MPs’ vote on Brexit deal – is it a climbdown?

Yesterday, David Davis announced that MPs would get a binding vote on the final Brexit deal agreed with the EU. Although Labour called this decision a “climbdown”, in reality, it does not concede very much and does not put Brexit in doubt.

Essentially, MPs will be asked to take it or leave it. The choices will either be to accept the deal or to crash out of the EU without a deal.

Unsurprisingly, the Tory incorrigibles, led by Dominic Grieve and Anna Soubry were none too happy with Davis’ concession, calling it unacceptable.

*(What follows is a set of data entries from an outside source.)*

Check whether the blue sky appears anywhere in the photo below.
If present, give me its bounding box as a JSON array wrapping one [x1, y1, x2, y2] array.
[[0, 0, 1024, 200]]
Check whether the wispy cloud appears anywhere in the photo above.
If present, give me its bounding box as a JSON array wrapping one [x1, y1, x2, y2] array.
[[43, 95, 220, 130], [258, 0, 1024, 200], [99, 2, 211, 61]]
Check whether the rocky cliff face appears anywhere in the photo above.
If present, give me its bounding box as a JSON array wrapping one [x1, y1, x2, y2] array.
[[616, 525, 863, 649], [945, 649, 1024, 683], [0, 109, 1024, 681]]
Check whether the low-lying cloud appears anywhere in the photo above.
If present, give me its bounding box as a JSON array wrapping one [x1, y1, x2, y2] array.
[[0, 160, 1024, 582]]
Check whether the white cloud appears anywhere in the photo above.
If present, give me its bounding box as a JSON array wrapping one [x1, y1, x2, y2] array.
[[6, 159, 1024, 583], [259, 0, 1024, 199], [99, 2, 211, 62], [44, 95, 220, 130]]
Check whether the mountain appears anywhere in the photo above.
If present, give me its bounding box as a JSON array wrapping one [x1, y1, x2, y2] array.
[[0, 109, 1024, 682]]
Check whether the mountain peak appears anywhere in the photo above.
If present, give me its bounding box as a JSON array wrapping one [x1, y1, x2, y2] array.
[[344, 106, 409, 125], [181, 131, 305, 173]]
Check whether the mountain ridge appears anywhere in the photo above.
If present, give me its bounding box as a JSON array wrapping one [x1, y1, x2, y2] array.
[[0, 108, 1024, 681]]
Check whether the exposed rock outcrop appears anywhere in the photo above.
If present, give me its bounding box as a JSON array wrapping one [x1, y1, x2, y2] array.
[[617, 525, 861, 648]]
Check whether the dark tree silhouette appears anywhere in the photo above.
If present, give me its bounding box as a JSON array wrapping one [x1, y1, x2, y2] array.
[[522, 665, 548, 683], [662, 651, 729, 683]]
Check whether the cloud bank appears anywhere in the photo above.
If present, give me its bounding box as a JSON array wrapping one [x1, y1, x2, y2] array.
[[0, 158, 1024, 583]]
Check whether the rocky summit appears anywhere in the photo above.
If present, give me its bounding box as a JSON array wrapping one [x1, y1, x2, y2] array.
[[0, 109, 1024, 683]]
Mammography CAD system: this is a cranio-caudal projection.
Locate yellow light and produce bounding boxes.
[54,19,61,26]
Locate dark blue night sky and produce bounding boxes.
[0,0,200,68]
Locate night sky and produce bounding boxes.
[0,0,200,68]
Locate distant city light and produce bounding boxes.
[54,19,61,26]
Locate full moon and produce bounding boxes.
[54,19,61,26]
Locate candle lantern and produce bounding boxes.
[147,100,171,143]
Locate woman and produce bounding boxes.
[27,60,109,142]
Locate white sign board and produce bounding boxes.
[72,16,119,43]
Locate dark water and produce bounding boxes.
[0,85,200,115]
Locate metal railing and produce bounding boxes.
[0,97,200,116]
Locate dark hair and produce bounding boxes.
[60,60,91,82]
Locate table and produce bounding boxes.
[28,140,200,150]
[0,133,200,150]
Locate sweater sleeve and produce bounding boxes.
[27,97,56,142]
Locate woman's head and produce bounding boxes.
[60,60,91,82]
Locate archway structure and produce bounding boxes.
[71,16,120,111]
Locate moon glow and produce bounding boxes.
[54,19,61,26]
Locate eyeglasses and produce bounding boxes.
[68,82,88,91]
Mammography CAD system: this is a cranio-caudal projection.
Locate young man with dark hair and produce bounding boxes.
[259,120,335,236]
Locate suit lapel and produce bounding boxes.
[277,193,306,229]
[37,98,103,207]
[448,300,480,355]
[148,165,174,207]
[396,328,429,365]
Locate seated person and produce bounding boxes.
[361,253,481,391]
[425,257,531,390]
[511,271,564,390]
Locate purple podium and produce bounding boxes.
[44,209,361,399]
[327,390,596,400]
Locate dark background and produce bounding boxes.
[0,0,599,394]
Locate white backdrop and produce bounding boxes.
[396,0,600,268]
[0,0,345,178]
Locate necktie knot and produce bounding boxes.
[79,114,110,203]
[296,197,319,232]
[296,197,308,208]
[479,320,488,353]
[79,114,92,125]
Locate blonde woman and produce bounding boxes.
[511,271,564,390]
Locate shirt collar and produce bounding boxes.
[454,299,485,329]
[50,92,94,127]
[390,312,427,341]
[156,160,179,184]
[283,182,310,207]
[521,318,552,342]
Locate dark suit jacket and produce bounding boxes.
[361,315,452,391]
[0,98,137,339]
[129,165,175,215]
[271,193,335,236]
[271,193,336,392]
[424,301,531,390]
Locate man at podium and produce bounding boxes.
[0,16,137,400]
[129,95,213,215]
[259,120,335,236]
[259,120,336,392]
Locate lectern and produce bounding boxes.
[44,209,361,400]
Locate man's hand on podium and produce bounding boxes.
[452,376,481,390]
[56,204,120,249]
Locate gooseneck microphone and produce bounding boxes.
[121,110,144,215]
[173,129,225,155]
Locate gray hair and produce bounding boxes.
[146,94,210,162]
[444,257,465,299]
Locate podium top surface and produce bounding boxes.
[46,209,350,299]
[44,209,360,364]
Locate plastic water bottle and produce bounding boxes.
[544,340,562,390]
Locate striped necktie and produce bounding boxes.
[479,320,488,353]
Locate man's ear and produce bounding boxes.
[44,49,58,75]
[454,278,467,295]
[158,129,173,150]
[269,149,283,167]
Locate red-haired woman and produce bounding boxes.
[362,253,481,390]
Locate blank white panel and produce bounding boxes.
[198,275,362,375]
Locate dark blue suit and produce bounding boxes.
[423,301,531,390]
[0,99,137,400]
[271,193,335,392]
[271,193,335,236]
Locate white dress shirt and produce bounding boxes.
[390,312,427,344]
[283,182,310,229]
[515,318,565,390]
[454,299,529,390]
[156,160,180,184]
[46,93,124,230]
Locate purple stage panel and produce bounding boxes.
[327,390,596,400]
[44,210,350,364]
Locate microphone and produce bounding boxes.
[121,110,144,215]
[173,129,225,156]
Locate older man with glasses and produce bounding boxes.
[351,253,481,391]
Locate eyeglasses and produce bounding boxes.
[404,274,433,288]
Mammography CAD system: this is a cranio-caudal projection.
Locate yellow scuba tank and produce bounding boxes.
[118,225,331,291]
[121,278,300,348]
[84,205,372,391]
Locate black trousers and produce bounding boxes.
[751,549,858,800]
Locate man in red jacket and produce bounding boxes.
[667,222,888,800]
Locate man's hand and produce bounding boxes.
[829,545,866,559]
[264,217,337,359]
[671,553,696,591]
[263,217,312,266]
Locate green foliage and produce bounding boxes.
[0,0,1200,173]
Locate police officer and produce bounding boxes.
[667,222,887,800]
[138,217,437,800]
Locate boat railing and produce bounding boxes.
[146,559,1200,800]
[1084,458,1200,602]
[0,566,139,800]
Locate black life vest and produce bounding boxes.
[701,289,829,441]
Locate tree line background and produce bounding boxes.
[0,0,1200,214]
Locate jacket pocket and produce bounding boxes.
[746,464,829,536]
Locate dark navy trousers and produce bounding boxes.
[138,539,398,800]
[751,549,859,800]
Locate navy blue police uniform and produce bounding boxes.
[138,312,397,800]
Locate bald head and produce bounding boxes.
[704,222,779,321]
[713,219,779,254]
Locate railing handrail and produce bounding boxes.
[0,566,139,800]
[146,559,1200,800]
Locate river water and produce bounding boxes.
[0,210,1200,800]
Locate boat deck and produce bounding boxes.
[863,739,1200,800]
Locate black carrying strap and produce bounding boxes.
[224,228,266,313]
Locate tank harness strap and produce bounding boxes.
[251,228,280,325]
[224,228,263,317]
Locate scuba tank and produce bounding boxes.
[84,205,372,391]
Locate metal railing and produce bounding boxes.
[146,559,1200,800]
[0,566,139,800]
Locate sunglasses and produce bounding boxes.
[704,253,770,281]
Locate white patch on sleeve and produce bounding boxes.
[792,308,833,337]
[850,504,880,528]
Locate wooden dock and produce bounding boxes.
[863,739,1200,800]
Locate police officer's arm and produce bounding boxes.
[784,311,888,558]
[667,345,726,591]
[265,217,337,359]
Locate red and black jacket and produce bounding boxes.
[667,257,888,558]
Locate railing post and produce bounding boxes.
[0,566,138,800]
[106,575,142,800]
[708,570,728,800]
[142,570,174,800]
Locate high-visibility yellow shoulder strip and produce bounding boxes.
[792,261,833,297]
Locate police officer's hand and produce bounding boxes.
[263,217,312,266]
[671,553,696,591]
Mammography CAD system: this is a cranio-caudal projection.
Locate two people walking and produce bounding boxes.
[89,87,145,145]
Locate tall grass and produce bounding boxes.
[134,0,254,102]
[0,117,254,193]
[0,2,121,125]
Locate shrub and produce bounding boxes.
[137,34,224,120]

It may well be, however, that the wrangling turns out to be academic. There has to be an agreement upon which to vote and there is no sign of the two sides moving any closer. One informed commentator, indeed, has suggested that within a few weeks, the  chances of a deal will drop to zero.

There is no question that the “transitional deal” about which there has been much talk faces huge obstacles. Such outlines as have been provided would be unacceptable to many Tory Brexiteers and would still need a huge amount of negotiation with the EU within a short timescale to be signed off by Brexit day.

Is there a via media between this pipe dream (or better, pipe nightmare) and the worrying prospect of having to fall back on the so-called WTO option?  The EEA/EFTA route has been ruled out, a “deep and comprehensive” trade deal on the lines of the EU/Ukraine agreement would take too long and any bespoke deal would take too long to conclude.

And this remains the biggest concerns for those of us desiring to see a successful Brexit. There is no doubt that the remainiacs are still causing trouble, but outside the political bubble, very few people are taking any notice of them. The real worry is that the talks may fail and we will drift aimlessly towards March 29th 2019 with the resulting chaos leaving us battling calls to re-join the EU forthwith.